I have added the text for the response to Reviewer 1, but someone has to write the details about the changes (I do not know which sections were moved from where). I have set up a skeleton for the summary of changes, so just fill in which sections were moved where.

kostko commented 9 years ago

I have now updated the response to Reviewer 1.

mitar commented 9 years ago

In the table 1, why for manman we have in TP column a check, and not D or S? For webframeworks, what is a difference between - and custom?

mitar commented 9 years ago

We are claiming that "Both node database solutions are built on custom web frameworks, further limiting the ease of adoption by a new community network.", but it seems that guifi.net is using Drupal? That is pretty standard web framework.

kostko commented 9 years ago

Yeah, this was from before, because their code really doesn't look to use any framework even though it might be a Drupal module :-) I will fix it.

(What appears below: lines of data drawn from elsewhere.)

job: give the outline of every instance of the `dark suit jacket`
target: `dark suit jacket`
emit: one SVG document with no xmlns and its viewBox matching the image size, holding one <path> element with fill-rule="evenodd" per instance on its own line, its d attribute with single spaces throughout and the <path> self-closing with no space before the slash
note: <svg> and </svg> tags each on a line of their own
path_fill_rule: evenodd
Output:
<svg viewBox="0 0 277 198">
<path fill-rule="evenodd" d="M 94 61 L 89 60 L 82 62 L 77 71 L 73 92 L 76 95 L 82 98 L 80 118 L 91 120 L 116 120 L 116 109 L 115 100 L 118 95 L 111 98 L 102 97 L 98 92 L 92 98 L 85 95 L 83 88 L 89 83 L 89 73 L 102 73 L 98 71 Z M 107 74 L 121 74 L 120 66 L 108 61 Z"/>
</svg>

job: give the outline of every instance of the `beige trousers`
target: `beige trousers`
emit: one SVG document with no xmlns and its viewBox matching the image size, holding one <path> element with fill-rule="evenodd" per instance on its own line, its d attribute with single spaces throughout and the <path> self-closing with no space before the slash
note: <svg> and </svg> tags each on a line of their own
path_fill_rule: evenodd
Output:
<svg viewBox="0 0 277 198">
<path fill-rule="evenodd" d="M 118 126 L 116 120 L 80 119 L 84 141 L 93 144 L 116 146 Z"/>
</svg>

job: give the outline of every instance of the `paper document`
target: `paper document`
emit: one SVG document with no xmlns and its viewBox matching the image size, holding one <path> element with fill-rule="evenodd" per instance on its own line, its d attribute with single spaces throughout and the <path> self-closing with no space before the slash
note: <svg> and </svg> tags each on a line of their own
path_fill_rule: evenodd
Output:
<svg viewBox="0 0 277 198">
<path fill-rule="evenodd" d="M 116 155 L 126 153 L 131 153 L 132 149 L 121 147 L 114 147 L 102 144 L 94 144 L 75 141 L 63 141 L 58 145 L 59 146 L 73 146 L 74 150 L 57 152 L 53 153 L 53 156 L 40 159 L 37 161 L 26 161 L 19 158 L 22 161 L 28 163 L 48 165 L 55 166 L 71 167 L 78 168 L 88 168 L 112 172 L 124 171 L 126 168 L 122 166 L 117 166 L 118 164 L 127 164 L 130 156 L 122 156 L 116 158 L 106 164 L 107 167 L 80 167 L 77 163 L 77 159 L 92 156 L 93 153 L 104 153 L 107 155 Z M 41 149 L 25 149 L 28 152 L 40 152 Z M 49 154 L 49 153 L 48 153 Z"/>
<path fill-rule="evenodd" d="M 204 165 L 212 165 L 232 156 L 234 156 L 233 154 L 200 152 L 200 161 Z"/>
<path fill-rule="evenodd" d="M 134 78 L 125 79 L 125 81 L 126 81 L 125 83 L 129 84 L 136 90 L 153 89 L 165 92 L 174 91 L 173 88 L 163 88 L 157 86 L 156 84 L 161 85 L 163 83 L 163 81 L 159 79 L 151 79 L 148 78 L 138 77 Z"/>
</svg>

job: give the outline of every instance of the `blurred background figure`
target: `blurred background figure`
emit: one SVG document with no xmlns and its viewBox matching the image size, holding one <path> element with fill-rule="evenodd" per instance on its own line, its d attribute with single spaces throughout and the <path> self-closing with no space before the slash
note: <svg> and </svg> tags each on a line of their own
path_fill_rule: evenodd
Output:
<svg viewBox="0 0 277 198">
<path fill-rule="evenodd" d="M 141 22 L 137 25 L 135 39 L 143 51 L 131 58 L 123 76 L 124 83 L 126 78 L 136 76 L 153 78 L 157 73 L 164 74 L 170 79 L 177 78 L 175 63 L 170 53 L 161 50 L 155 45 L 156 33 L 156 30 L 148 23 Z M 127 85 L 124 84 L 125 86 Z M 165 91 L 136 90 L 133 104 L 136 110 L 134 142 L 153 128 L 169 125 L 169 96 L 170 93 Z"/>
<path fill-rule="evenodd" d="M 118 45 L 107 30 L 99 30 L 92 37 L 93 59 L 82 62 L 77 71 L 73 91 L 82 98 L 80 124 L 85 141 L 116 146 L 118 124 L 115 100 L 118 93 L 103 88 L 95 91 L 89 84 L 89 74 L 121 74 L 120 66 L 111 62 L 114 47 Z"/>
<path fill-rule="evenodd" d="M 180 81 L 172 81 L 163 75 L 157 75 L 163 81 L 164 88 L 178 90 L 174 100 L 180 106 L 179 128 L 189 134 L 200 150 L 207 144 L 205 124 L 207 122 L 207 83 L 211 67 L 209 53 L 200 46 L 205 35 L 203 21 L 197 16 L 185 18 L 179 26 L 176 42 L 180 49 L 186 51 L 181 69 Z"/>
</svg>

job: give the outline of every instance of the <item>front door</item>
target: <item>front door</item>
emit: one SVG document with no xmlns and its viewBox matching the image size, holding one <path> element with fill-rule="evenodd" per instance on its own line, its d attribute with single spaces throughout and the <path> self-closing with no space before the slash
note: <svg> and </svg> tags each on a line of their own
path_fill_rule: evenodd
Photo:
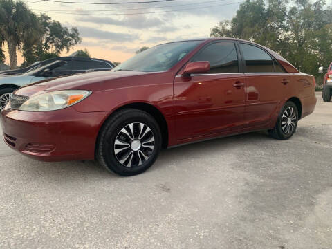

kostko commented 9 years ago

In the table 1, why for manman we have in TP column a check, and not D or S?

Well, there is no source code for manman, so we can't know which is it. And whoever entered manman into the table just placed a "yes" there.

For webframeworks, what is a difference between - and custom?

For example, Ondataservice is not a web application, so this probably doesn't apply. For the others, I will replace them with "custom".

kostko commented 9 years ago

Hm, but it says that Ondataservice uses PHP. Ok perhaps there is some frontend for that distributed OLSR database. I will just change it to "custom" everywhere.

mitar commented 9 years ago

In revision letter, for reviewer #3, comment 2, should we mention that guifi.net does not support modular firmware configuration generation, nor image generation? I think the reviewer's comment somehow misrepresents what we are claiming to be unique? Should we point to the section where we are clearly explaining this?